Q: What do you find to be the most challenging thing about yoga?

A: When people get stuck in that rut in their mind that they can’t do it. Some people just go in with the attitude that they can’t do it, and we try to breathe and distract them and try something different but sometimes the people that say that don’t come back, because it is challenging.

People go inside and close their eyes and they’re being still for the first time in years, and that can be some pretty scary stuff. You’re in there and you have to face yourself. It just makes me sad for people that they can’t soften a little bit and just take those baby steps to see what the practice can do for them.

Q: What type of influence do you hope to have on people’s lives?
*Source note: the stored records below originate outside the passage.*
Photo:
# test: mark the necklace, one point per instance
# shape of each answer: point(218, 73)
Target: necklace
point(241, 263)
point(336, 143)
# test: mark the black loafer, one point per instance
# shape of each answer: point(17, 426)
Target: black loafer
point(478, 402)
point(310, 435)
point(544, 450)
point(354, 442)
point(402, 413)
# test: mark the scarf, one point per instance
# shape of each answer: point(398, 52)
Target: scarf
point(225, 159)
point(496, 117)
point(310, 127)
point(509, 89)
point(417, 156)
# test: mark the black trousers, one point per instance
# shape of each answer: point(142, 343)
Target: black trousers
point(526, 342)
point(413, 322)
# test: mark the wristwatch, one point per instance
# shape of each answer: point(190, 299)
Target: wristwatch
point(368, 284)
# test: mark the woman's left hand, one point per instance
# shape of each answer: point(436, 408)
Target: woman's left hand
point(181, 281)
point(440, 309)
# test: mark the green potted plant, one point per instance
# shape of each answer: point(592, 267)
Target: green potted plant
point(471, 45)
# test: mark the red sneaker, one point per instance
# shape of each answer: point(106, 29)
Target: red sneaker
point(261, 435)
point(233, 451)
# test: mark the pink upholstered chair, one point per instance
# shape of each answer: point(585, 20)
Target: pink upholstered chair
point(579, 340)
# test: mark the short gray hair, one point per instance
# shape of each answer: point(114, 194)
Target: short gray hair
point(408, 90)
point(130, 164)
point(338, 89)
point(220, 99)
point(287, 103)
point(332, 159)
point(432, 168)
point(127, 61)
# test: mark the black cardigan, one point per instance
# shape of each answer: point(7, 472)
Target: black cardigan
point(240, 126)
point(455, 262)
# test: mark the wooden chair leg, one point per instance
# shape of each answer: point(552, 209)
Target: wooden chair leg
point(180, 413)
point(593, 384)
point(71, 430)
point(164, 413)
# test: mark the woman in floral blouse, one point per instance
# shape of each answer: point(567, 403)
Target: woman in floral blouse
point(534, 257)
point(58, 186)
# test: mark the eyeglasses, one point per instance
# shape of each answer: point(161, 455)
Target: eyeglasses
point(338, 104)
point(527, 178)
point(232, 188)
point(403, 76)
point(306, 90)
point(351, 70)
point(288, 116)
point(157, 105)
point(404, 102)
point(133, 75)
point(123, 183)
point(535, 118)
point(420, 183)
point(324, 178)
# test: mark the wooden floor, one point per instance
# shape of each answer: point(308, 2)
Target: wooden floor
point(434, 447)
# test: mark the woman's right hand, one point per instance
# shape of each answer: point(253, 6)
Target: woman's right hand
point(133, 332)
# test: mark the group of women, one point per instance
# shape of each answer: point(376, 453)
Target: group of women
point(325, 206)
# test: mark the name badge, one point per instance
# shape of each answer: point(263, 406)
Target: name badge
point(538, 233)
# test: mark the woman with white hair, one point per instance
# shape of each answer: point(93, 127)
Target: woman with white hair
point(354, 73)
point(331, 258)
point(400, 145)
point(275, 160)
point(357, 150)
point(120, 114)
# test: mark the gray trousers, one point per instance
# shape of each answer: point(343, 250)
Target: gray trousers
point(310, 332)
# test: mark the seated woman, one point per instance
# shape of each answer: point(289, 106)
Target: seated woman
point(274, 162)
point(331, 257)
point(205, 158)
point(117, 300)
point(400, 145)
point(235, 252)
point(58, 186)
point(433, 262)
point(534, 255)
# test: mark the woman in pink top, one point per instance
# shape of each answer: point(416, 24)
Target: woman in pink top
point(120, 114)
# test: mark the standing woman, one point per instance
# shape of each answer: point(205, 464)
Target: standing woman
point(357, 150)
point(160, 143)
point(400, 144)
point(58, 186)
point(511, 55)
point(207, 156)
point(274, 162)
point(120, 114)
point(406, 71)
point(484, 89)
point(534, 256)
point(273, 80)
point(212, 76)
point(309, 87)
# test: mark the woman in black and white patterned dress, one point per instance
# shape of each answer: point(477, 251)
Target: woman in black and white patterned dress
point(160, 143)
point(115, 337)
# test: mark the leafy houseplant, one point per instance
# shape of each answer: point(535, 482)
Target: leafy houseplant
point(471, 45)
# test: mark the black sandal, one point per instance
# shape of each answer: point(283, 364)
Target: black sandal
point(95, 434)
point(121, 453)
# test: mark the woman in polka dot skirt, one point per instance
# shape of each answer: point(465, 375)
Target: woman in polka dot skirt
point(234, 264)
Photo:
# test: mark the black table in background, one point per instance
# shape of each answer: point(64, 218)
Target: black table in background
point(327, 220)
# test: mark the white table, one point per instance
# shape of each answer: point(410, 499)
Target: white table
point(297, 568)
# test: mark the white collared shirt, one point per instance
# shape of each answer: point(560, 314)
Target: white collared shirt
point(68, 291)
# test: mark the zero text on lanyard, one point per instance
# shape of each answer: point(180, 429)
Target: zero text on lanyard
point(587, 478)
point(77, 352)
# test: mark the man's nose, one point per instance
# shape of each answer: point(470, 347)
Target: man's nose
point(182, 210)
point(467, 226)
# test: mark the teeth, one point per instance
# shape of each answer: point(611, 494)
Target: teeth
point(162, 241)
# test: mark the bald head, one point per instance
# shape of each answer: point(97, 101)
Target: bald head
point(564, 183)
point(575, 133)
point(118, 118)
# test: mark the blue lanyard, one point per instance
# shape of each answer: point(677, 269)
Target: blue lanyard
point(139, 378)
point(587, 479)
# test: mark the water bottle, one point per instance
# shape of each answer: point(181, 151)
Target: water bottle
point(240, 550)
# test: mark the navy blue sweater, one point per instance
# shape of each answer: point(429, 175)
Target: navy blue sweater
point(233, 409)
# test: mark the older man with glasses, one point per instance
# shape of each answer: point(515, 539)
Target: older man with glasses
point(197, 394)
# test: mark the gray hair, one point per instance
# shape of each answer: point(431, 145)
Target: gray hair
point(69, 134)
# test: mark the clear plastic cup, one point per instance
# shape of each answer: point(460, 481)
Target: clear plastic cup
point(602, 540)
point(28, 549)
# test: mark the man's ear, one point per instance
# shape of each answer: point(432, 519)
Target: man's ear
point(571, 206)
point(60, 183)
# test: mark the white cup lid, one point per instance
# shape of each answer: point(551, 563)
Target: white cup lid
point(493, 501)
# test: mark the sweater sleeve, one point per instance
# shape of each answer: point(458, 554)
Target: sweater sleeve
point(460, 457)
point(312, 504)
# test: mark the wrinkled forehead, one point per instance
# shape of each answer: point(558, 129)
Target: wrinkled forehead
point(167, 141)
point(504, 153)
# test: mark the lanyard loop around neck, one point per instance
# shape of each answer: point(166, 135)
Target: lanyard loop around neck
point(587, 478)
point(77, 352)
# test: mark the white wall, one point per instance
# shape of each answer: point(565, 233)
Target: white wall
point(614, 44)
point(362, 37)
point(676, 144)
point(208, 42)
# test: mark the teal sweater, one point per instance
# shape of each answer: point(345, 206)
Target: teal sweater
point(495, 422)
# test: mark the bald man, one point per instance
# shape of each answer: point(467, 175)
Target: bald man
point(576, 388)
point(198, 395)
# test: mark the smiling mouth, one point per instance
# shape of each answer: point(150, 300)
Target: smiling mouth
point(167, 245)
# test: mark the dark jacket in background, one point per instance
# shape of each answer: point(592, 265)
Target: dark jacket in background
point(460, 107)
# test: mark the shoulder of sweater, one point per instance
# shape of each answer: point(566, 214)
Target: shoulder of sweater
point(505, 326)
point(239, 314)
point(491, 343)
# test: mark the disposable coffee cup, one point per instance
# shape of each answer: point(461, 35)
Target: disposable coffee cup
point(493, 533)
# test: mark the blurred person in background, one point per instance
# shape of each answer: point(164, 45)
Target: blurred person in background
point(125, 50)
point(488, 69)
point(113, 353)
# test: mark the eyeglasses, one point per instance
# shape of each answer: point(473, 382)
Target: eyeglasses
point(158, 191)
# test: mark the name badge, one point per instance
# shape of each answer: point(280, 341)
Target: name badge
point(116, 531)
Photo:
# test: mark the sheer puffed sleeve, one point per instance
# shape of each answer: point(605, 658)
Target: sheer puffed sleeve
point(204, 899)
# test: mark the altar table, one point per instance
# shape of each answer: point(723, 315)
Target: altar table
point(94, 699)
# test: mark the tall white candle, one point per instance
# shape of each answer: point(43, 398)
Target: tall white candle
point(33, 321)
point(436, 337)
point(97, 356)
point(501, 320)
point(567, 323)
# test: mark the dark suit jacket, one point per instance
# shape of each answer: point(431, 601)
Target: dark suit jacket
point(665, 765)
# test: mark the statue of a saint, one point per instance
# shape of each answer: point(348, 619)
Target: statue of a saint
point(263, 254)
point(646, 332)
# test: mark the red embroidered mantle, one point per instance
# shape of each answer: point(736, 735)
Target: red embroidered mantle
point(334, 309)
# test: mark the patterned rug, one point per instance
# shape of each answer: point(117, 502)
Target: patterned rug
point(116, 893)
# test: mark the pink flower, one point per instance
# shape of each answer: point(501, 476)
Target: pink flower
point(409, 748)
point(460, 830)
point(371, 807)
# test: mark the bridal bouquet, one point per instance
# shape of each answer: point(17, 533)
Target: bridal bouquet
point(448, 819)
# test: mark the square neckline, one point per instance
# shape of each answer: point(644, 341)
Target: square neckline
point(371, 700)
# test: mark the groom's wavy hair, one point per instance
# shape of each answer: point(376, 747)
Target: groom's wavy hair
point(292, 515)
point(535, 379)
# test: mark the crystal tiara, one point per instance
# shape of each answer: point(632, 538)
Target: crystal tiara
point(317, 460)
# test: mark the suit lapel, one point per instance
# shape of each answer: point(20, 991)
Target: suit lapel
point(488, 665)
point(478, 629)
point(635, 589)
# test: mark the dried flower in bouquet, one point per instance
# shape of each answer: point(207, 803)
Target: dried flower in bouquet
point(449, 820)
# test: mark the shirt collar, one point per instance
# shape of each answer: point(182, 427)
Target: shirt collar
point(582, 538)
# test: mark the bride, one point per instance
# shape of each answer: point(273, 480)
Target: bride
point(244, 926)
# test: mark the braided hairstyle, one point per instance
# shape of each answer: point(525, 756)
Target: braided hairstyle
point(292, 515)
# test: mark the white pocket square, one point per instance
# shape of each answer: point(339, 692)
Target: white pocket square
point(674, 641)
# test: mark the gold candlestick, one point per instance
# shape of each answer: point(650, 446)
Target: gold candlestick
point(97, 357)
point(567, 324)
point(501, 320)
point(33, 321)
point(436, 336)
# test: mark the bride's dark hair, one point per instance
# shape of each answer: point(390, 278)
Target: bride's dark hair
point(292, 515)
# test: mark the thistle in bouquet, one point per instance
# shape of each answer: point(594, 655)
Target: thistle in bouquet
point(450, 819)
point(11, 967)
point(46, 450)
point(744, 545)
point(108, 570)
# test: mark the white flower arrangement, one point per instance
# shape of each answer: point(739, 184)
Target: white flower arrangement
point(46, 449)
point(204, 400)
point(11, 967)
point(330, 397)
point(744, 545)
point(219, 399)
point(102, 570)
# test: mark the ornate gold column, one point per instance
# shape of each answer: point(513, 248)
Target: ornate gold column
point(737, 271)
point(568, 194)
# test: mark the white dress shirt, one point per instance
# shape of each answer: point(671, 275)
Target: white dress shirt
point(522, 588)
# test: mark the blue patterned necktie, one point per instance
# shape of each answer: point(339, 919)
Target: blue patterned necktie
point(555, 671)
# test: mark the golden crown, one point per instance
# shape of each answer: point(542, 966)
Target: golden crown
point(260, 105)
A: I could have been a total statistic. I had (my daughter) when I was a sophomore in high school. There’s no way I should have my own business, let alone Small Business of the Year. I like to tell people if you think it, you can do it. I think you can do, be, and have anything. You just have to believe in yourself and not let those dark thoughts or whatever anybody else says bring you down. You have to do what feels good for you.

At some stage of the game we stop believing in ourselves and I think it happens really young and we just give into that. Then we just hurry our way through our lives. I just want people to feel more comfortable and more confident, more accepting of themselves. I just think the world would be a better place, because if I accept me then I accept other people, and it’s just going to have a ripple effect.